Time travel??? Is it possible?
To the extent that a brain compares information about its environment and the state of its personal thoughts/feelings with another similar set of [stored] information, and detects a change between the two -- designating one as "current" and the other as "past"... Then the contrast of one different cognitive evaluation like that to another "seems" to already be the case. I.e., the average person may construe themselves as "traveling in time", moving from moment to moment (transitioning from one sensory state of the outer world to a slightly altered configuration).
But if what you're desiring instead is to radically "jump" from one evaluated state of affairs like that to another one that is measured as being days, weeks, months, or years away from what's judged as the current one -- without having to cognitively "pass" through the intervening changes or differences between the two "widely" separated conditions, then... That's very unlikely to happen (if not impossible) as far as one's physical body making such a jump.
Psychologically, though, an individual in a deeply comatose condition could wake up in Rip van Winkle manner (prior to looking in a mirror) and discover they have subjectively leaped over a sequence of many changes "instantly", albeit the conclusion not being justified from an objective standpoint.
Similar with cases like
Henry Molaison and
Kent Cochrane. Perpetually locked into the view of a younger version of one's self repeatedly making contact with the future, but constantly forgetting that misapprehension and re-encountering it again and again.

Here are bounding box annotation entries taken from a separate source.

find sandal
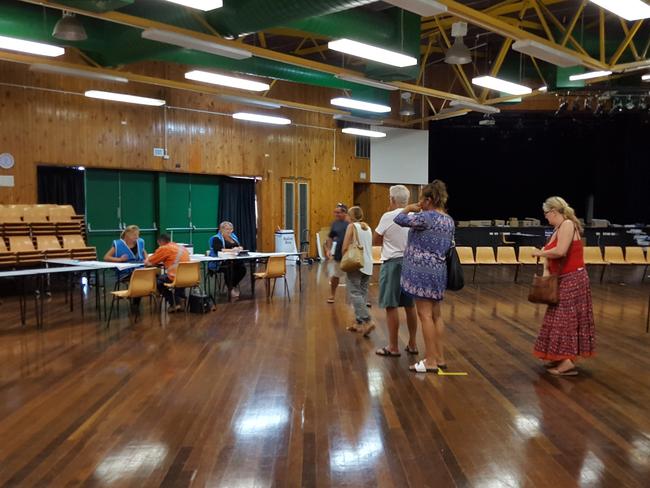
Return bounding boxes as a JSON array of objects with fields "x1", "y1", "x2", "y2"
[
  {"x1": 547, "y1": 367, "x2": 578, "y2": 376},
  {"x1": 375, "y1": 347, "x2": 402, "y2": 358},
  {"x1": 409, "y1": 359, "x2": 438, "y2": 373},
  {"x1": 363, "y1": 322, "x2": 376, "y2": 338}
]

- HM, the Man with No Memory
https://www.psychologytoday.com/us/blog/trouble-in-mind/201201/hm-the-man-no-memory
EXCERPT: We measure time by our memories, and thus for Henry, it was as if time stopped when he was 16 years old, 11 years before his surgery. Because his intelligence in other non-memory areas remained normal, he was an excellent experimental participant. He was also a very happy and friendly person and always a delight to be with and to assess. He never seemed to get tired of doing what most people would think of as tedious memory tests, because they were always new to him! When he was at MIT, between test sessions he would often sit doing crossword puzzles, and he could do the same ones again and again if the words were erased, as to him it was new each time.
With respect to speculative fiction accounts of "time-travel" in a physical "big jump" context, that's not even allowed in one of the three or four usual options we have for time conception. In
presentism, there are no past or future intervals to transit to (only a global configuration of "right now" fleetingly exists). And it's actually the commonsense view that most people on the street are supposed to be entertaining.
The others are
eternalilsm, the
growing block universe, and the rarely examined "
shrinking block universe".
So in terms of the putative if not imaginary average person's beliefs, time travel is excluded by default. Even the ordinary kind of presumed time travel -- of speciously "moving" to the next moment or different state -- is gone. Since that moment doesn't exist yet, and the one prior to Now. When the next does, it replaces the latter (annihilates it). There would be no "travel".